My stomach curdles. “No,” I say, but then the memory surfaces of her begging me to talk about it right here in this room, asking about third year like she had any idea. And I yelled at her.

I feel like I’m being run over by a truck repeatedly, by bones being ground to dust, my insides flattened into a noxious goo.

“Well, she asked me about it at the engagement party. Apparently that witch Mina mentioned it but didn’t spill the details. So Wyatt asked me.”

“What did you tell her?”

“I said it wasn’t my story to tell,” she answers, her eyes sad. “But I saw how close you were, how much you cared for her. I assumed you’d tell her eventually.”

“I didn’t,” I say, then shift uncomfortably. “It wouldn’t have made a difference.”

“Why not?”

“I guess it would have helped her understand why I ended things with her, why I can’t be in a relationship.”

Francie nods. “Say more about that.”

I shrug. “Well, you know. You were there when everything went to hell. I tried to be a good boyfriend to you and a good doctor and a good student all at the same time, but it was too much. I couldn’t focus on everything. I made mistakes. I killed Dylan Anders.”

Francie’s eyes go wide, then narrow. “First of all, no you did not. You did not . He had a freak accident at a playground, and any doctor in the hospital would’ve ordered the same treatment you did. You’re holding yourself to a standard you can never, ever reach and then punishing yourself for it, just like you did then.”

“I—”

Francie holds up her hand. “No, I’m not done.” She breathes in and out, a long, calming breath. “I already knew that was an awful time for you, but hearing you tell it now, I realize it was even worse than I thought.
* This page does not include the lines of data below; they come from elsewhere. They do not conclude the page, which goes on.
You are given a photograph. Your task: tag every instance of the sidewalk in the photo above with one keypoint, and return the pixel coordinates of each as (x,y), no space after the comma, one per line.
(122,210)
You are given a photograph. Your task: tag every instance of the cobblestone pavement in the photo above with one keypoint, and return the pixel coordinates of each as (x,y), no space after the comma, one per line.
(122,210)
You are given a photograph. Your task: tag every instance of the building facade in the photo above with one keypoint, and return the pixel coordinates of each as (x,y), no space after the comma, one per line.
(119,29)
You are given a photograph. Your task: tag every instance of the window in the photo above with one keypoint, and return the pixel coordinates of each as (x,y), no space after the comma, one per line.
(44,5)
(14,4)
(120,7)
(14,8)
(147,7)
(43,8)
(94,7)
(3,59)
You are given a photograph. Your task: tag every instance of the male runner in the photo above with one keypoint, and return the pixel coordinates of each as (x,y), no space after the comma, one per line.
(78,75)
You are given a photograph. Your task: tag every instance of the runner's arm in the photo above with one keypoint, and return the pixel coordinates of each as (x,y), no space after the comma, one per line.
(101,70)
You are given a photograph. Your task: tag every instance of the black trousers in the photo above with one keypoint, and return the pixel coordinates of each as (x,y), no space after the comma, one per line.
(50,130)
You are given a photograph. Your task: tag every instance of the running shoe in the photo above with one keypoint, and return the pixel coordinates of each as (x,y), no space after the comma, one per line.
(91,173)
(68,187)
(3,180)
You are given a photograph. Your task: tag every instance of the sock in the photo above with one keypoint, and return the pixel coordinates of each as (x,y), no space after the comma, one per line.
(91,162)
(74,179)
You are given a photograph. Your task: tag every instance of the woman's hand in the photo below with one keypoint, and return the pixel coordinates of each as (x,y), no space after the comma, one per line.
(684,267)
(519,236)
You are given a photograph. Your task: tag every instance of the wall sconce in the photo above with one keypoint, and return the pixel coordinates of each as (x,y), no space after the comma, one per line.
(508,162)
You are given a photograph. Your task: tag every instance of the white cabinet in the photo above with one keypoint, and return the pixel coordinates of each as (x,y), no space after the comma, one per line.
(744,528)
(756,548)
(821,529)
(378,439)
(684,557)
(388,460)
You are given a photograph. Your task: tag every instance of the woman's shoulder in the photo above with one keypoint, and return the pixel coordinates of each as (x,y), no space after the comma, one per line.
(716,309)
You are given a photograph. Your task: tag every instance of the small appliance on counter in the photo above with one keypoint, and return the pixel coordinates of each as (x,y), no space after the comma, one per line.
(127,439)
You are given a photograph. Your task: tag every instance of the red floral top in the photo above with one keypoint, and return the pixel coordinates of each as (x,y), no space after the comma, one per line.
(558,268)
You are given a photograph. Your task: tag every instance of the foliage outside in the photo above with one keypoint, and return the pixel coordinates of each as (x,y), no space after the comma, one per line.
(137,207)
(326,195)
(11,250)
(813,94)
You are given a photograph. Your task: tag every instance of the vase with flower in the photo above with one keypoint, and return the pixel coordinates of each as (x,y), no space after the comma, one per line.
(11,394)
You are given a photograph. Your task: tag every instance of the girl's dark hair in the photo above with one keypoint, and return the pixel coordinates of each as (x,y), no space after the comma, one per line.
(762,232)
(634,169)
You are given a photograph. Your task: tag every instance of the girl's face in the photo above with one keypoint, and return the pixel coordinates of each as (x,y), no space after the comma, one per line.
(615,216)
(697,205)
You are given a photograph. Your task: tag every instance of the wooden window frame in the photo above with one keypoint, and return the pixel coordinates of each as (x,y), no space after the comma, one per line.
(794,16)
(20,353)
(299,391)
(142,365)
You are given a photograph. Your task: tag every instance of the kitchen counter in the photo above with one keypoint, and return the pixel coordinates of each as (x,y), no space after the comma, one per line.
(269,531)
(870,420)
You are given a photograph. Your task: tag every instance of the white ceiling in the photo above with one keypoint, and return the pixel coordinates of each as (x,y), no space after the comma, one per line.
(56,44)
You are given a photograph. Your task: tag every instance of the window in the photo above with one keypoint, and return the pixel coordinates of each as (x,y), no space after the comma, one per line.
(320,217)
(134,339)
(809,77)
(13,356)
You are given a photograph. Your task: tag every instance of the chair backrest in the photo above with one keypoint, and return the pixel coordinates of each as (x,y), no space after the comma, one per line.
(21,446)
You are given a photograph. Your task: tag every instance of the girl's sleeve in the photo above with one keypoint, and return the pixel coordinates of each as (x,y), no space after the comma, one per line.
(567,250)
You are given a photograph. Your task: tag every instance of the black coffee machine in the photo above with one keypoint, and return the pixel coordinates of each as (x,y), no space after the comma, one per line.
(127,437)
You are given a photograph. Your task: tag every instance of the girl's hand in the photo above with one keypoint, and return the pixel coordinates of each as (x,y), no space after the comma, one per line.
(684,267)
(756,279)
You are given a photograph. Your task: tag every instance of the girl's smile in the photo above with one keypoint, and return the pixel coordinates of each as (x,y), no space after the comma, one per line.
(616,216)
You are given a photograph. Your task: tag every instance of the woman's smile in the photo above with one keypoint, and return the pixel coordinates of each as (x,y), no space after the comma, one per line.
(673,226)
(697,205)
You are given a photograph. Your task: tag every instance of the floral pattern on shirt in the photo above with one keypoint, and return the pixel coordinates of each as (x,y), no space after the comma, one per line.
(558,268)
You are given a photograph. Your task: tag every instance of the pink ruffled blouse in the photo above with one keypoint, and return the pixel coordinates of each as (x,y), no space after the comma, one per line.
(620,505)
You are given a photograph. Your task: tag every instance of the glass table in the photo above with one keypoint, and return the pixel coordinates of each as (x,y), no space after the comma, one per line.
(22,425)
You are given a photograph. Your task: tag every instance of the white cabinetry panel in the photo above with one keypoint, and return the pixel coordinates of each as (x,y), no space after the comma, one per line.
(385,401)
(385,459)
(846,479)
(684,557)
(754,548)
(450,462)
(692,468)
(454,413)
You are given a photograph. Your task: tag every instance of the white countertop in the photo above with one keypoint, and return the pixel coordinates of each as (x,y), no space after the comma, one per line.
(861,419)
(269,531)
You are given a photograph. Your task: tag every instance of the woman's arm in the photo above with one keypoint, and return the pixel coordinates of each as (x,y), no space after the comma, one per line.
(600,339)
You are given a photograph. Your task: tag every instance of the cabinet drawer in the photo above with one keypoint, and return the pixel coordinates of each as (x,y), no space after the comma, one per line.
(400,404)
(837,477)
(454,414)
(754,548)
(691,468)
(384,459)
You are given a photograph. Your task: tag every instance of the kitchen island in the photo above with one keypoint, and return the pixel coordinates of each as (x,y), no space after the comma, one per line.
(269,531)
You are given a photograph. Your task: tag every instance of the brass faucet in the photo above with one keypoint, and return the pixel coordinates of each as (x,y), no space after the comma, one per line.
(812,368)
Because in your toxic stew of memories, you’ve gotten one crucial detail wrong.”

“What?” I ask.

She waits for me to see it, but I don’t.

“We broke up before Dylan Anders,” she says.

I rear back, trying to make sense of that.

“What? No. I?—”

“Yes. Your brain has reordered events to fit the faulty narrative you’ve been telling about yourself. That you failed at everything that night in the ER. That Dylan Anders was the inciting incident, that your anxiety came from that.” She squeezes my hands. “But you were struggling well before that, Owen. You weren’t sleeping, you were barely eating, you were working way too much. You were vibrating at a frequency so high it’s a wonder you didn’t achieve liftoff. And I tried to talk to you about it, but every time you’d just plaster on a smile and say everything was fine. We drifted apart because I didn’t want to be in a relationship with someone who couldn’t be honest with himself, much less with me, and that was that. Josh and I had our first date the night before Dylan Anders died.”

“How is that possible?” I say, wracking my brain for information that will make everything fall into place.

“You told yourself your anxiety was a result of what happened with Dylan, but I don’t think that’s it. I think you were anxious well before that,” she says. “Maybe even the whole time.”

Something inside of me cracks, and tears stream down my face.

“God, I’m such a fucking wreck,” I say, shocked to hear sobs between my words.

Francie pulls me to her, wrapping me up in another hug, and I sink my face into her shoulder as I cry.

“You’re not. You just need help, Owen. You need to let yourself be a little bit broken for a while and not try to handle everything alone,” Francie says, her voice catching. “ Please . Let me help you.”